陈默的呼吸瞬间停滞!一股强烈的、前所未有的冲击,如同无形的重锤,狠狠砸在他的胸口,比昨晚撞上方向盘那一下更加猛烈!他感觉自己的心脏像是被什么东西狠狠刺穿了,又酸又麻,带着一种陌生的、尖锐的疼痛。

她……在哭?

为他?

哭得……如此绝望,如此破碎?

这个认知像一道惊雷,在他脑海中炸开!前世葬礼上那个模糊而疏离的身影,那个连一滴眼泪都没有、转身离去的冰冷侧脸,与眼前这个蜷缩在黑暗角落里、抱着他旧衣服无声恸哭到几乎昏厥的女人,形成了撕裂灵魂般的巨大反差!
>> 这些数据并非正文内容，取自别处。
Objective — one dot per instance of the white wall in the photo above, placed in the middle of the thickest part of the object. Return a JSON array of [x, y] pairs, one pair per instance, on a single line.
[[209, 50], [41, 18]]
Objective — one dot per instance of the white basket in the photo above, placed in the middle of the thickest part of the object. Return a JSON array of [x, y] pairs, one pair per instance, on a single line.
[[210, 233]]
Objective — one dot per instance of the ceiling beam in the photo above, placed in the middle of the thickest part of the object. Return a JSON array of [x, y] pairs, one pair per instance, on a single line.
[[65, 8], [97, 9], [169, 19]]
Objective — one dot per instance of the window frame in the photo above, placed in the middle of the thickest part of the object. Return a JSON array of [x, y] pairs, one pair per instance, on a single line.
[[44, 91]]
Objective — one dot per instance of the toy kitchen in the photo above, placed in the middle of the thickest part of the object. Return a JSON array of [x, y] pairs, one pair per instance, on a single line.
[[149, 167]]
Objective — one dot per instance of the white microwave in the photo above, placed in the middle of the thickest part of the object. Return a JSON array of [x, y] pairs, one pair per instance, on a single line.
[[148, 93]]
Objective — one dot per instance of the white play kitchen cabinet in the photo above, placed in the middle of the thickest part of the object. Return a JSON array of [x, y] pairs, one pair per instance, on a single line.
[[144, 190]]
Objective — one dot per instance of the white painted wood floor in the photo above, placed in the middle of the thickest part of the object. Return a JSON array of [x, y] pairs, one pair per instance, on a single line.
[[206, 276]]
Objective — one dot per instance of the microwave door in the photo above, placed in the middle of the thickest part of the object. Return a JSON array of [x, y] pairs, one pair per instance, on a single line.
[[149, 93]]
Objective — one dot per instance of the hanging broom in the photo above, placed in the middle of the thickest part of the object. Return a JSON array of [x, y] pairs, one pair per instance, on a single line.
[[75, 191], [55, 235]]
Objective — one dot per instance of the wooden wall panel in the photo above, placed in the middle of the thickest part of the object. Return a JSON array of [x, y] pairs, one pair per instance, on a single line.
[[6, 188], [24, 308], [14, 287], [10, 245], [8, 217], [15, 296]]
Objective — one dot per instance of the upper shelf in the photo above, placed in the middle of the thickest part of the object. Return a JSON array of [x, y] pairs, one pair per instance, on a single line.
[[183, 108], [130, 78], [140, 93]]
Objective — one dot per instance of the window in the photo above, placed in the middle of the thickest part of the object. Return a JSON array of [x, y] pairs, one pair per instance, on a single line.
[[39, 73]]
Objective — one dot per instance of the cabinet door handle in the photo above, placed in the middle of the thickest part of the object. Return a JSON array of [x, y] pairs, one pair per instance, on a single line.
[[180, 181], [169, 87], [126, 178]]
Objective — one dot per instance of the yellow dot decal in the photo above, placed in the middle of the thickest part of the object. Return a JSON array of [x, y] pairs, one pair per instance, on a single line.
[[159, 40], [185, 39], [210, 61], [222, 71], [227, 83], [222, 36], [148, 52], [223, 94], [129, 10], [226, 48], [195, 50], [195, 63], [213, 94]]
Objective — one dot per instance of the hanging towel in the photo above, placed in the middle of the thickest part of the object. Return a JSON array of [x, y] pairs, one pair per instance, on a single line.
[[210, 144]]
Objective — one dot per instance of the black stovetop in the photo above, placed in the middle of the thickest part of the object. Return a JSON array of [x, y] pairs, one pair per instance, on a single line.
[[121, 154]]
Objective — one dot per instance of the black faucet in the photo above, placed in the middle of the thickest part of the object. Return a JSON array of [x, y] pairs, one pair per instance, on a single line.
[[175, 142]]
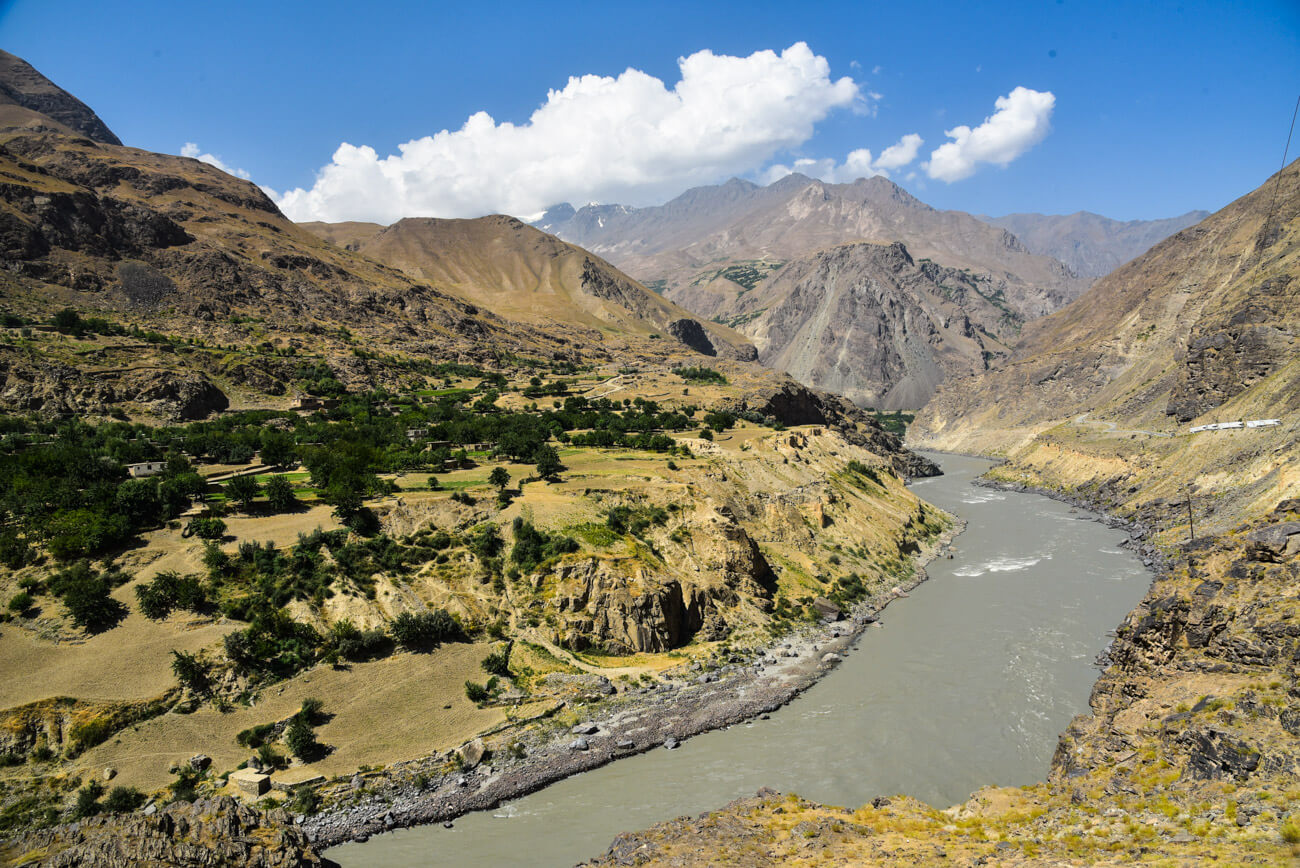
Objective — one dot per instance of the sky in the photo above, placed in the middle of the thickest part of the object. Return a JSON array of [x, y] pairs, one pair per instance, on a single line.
[[347, 111]]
一股难以言喻的、极其复杂汹涌的情绪瞬间淹没了他!震惊、难以置信、一丝荒谬的酸楚、还有……一种连他自己都猝不及防、想要冲进去将她拉起来的冲动!他想问,为什么?为什么要这样?你不是……不在乎吗?

然而,就在这股汹涌的情绪即将冲破理智堤坝的瞬间——

“复仇!”

“赵天雄!”

“刹车油管!”

“前世惨死!”

这几个冰冷的词语,如同淬毒的冰锥,猛地刺入他混乱的脑海!瞬间冻结了所有翻腾的柔软情绪!那深入骨髓的恨意和刻骨的警惕,如同冰冷的铠甲,瞬间覆盖了刚刚被撬开一丝缝隙的心脏!

他不能心软!不能动摇!

这眼泪……也许只是劫后余生的后怕?是掌控局面失败的挫败?是苏氏总裁威严受损的愤怒?甚至……可能是另一种更高明的伪装和试探?毕竟,她有着连他都无法完全看透的深沉心思!

陈默的眼神瞬间恢复了冰冷和锐利,甚至比平时更加坚硬。他死死地抿紧了唇,下颌线绷紧如刀锋。搭在门框上的手指,因为用力而指节泛白,微微颤抖了一下,终究还是缓缓地、无声地松开了。

他没有发出任何声音,甚至屏住了呼吸。像来时一样,悄无声息地向后退了一步,再一步。目光最后深深地、复杂地看了一眼那个在黑暗中无助颤抖的蜷缩身影,然后,决然地转过身。

那扇虚掩的门,被他小心翼翼地、不带一丝声响地,轻轻合拢。隔绝了门内那令人心碎的悲泣,也隔绝了他眼底那一闪而逝、连他自己都不愿承认的震动。

他靠在冰冷的走廊墙壁上,闭了闭眼,强行压下胸腔里翻腾的浊气。再睁开时,眼底已是一片沉寂的寒潭。他不再犹豫,快步走向主卧门口,输入密码,开门,目标明确地走向保险柜。取出需要的公章和文件,整个过程迅速、冷静、毫无波澜,仿佛刚才在衣帽间门口看到的一切,只是一场无关紧要的幻象。

锁好保险柜,他毫不留恋地转身离开主卧,轻轻带上了房门。走下旋转楼梯,穿过空荡冰冷的客厅,拿起玄关柜上的车钥匙,推开别墅厚重的门。夜风带着凉意扑面而来,他头也不回地步入浓重的夜色中,身影很快被黑暗吞没。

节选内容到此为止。